Visualizing Hacker News(hnmood.com) This is a visualization of various company and topic sentiments as they are discussed on Hacker News. |
Visualizing Hacker News(hnmood.com) This is a visualization of various company and topic sentiments as they are discussed on Hacker News. |
I'm a co-founder at EffectCheck and I was working closely with Scott this weekend as he was building this. It wasn't really ready for viewing yet, but okay... :)
Please note that the top graph is currently a mixture of two sets of data. The older points were using a less sensitive and improperly calibrated HN comment model, hence why everything is drifting around near "Typical." The points from 14:47 onward are using the correct model.
For those wondering why HN was so negative from 14:47-20:47, I believe the main topics of conversation were the Bitcoin and Sega debacles. Makes sense that people were really anxious given all that news.
Also, allowing them to see the popularity of certain trends (traffic, if you will). I am not familiar with the industry…maybe the product exists…but it seems incredibly useful!
Well done, too.
http://rawkes.com/blog/2011/04/19/finding-patterns-in-twitte...
1. Depresssion 2. Anxiety 3. Hostility 4. Happiness 5. Confidence 6. Compassion
Anxiety and Depression definitely go together, in the same way that hostility and happiness are actually similar in terms type of emotion, in terms of level of intellect, and confidence and compassion would be at the highest end of that spectrum.
I would also change the colors to group them: anxiety and depression as blues, hostile and happy as reds, and confidence and compassion as greens. Or something like that.
My co-founders [1][2] actually did spend a decent amount of time thinking about this. The emotions are first sorted into negative on the left and positive on the right. The order is for symmetry of left/right side words:
- Anxiety is the opposite of Confidence
- Hostility is the opposite of Compassion
- Depression is the opposite of Happiness
As for the colors, each one is correlated to the typical psychological association for that color. The exception is Happiness which should be yellow but yellow doesn't render well on websites.

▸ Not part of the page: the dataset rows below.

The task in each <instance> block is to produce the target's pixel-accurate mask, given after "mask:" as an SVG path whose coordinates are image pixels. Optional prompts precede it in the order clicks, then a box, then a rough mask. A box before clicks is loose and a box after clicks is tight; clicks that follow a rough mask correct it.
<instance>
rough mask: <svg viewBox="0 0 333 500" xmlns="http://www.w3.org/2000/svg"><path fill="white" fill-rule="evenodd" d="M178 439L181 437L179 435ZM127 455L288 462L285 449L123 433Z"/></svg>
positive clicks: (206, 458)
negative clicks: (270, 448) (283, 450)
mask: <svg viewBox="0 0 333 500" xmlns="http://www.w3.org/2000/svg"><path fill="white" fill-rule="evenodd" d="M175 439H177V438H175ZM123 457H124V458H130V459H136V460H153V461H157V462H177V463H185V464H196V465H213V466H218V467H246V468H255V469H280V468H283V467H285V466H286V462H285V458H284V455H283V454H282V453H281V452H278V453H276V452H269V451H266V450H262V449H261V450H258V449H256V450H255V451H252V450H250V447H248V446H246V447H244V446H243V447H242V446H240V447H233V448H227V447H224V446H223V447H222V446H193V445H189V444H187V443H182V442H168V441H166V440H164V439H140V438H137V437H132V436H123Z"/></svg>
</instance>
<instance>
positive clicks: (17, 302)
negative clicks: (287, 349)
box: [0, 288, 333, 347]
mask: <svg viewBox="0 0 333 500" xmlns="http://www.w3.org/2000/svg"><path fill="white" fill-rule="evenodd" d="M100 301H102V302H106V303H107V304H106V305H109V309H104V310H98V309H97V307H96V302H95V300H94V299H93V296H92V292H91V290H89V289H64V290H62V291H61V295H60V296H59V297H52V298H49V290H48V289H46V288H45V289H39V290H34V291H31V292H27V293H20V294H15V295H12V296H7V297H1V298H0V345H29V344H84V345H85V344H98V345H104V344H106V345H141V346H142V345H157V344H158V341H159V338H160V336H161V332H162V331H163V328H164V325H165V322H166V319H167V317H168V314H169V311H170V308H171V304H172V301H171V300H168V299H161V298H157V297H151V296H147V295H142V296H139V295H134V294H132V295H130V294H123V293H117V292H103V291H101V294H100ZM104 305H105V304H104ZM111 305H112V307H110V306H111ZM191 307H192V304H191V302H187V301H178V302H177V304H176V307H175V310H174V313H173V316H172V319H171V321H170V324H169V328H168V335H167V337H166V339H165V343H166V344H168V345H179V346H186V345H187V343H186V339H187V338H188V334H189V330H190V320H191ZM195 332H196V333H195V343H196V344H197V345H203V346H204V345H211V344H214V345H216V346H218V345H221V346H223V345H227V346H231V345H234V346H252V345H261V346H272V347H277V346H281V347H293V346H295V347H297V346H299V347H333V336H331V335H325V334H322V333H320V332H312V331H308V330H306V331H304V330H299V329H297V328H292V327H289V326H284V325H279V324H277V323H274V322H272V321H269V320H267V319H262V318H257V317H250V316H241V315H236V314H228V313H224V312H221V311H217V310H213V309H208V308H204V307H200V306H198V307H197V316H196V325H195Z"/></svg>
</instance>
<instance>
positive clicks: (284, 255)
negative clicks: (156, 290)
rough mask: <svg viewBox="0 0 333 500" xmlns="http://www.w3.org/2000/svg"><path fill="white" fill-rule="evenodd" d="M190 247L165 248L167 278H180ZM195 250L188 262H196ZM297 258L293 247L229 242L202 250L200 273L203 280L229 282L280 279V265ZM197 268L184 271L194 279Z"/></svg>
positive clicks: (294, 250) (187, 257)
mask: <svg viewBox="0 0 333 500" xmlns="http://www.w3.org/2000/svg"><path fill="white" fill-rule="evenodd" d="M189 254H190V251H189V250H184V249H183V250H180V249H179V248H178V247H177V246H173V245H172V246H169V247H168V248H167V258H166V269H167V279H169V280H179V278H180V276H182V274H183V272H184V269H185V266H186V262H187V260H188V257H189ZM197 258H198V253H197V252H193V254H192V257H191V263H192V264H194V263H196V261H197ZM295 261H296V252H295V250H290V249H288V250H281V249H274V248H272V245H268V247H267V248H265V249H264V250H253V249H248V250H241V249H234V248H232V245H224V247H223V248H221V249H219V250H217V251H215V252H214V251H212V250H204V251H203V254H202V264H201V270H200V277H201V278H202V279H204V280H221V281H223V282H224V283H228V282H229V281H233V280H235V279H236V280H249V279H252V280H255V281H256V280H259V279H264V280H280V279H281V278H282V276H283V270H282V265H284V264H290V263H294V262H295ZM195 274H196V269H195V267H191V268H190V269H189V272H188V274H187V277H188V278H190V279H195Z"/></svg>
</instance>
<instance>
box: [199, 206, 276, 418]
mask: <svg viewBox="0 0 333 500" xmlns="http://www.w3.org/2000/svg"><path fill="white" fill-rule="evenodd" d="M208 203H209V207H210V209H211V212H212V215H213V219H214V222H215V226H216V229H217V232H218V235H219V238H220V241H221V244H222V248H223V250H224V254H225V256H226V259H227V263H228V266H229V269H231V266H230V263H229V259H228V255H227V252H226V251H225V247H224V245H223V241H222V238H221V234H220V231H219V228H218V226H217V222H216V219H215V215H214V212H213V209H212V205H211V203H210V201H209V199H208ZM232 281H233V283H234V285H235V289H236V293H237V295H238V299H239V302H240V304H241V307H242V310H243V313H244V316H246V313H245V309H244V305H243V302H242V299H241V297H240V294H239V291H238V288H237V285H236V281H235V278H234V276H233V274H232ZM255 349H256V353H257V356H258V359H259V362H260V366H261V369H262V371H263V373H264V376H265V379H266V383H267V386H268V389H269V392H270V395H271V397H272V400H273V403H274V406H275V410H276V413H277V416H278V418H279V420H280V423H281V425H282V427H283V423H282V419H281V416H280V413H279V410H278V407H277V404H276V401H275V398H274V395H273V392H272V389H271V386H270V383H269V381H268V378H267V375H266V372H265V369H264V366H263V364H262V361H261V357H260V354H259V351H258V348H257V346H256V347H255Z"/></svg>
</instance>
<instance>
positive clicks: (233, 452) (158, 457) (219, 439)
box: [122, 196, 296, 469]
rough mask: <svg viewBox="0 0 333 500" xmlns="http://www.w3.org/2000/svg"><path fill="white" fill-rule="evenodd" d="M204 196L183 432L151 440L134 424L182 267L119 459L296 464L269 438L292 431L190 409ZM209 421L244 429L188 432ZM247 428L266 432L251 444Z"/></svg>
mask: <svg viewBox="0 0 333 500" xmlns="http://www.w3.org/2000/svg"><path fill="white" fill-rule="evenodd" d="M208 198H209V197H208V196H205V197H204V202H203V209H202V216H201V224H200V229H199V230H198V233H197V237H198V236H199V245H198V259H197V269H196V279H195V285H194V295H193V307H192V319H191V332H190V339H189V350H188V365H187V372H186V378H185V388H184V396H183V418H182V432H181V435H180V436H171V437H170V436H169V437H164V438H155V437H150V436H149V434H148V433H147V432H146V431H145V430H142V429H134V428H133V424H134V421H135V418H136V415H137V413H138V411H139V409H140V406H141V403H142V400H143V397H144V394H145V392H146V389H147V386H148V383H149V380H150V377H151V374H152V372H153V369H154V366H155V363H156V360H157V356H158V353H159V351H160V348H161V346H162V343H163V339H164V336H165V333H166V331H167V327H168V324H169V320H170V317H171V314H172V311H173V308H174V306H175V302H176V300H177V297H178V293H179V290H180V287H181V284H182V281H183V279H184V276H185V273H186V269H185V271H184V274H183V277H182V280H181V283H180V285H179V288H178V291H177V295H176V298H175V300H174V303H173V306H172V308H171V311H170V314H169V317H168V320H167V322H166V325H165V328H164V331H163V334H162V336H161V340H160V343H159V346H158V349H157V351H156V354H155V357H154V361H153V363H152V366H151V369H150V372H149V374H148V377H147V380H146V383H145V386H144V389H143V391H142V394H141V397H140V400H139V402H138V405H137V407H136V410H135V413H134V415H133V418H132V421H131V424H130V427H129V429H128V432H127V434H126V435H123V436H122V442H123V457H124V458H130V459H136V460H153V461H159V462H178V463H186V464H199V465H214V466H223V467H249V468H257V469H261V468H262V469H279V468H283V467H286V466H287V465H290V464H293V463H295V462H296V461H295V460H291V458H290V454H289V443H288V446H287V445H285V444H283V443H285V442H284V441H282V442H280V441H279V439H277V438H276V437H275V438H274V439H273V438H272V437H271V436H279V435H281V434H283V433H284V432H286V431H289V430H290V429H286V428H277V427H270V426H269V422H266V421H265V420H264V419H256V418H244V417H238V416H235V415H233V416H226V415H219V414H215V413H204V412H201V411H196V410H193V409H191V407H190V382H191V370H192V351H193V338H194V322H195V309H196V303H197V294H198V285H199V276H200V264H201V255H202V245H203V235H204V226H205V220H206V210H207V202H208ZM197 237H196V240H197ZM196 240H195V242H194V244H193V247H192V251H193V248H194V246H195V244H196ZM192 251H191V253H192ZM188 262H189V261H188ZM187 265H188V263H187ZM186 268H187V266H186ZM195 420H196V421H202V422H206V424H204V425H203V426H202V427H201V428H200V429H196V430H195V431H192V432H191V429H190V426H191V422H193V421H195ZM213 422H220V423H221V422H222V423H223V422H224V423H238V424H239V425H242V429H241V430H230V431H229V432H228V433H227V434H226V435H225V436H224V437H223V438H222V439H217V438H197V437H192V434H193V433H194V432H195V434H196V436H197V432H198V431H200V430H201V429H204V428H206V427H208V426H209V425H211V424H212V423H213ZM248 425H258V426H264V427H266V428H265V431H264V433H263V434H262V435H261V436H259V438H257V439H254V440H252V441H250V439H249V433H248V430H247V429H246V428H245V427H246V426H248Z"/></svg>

[1] Yanon Volcani (Clinical Psychologist): http://www.volcani.com
[2] David Fogel (AI Expert): http://www.natural-selection.com/people_dfogel.html
In any case, anxiety and depression are generally a package deal in clinic. So I would put them together visually.
Depression --------------------X------- Happiness
Anxiety ----------------X----------- Confidence
Hostility -------------------x-------- Compassion
It can be used for a stock analysis and dampening or amplification caused from other firehose like sources like Twitter.
We are focused on B2B applications of our technology rather than the consumer/API side. However, if you have a cool idea for how you'd like to use EffectCheck, email me [1] and I'll be happy to discuss it with you.
[1] wesley.tansey@effectcheck.com
It was neat when it came out years ago... Although still not sure how to make any meaningful use of this tool. I suppose it is more useful for content generators..
Anxiety: #2288ff vs. #595884 (anxious)
Hostility: #ee0000 vs. #E0192C (angry) -- hostile only had 100 samples
Depression: #3300cc vs. #283152 (depressed)
Confidence: #ee00cc vs. #FF7F00 (confident)
Compassion: #11bb00 vs. #00696F (sorry) -- not sure on this word choice but compassionate wasn't available. Loving was #004E6F
Happiness: #ff8800 vs. #FF7F00 (happy)
So I would say we did well on all except maybe Confidence. However, confident shows up as almost the same color as happy, so we would have to differentiate somehow anyway.
[1] http://blog.effectcheck.com/2011/05/31/do-social-news-sites-...
"It seems that the point is to introduce their special-sauce black box, with an argument to authority about its methodology. I think the correlations you ask for are where the problems will lie, in that there is a value judgement that is being hidden. If I can put myself out on a limb here, I'd say that that measurement is going to be fundamentally unscientific."
Also, this seems like an important question, if you claim to be based in science:
"How can we falsify your claims? That is, what is a test we can perform that if it went a certain way, would show that your claims are false?"
It occurs to me that human color perception is another "subjective but scientific" field. You might want to research the experiments they performed for e.g. color matching in varying illumination levels, then come up with an experiment with a similar structure.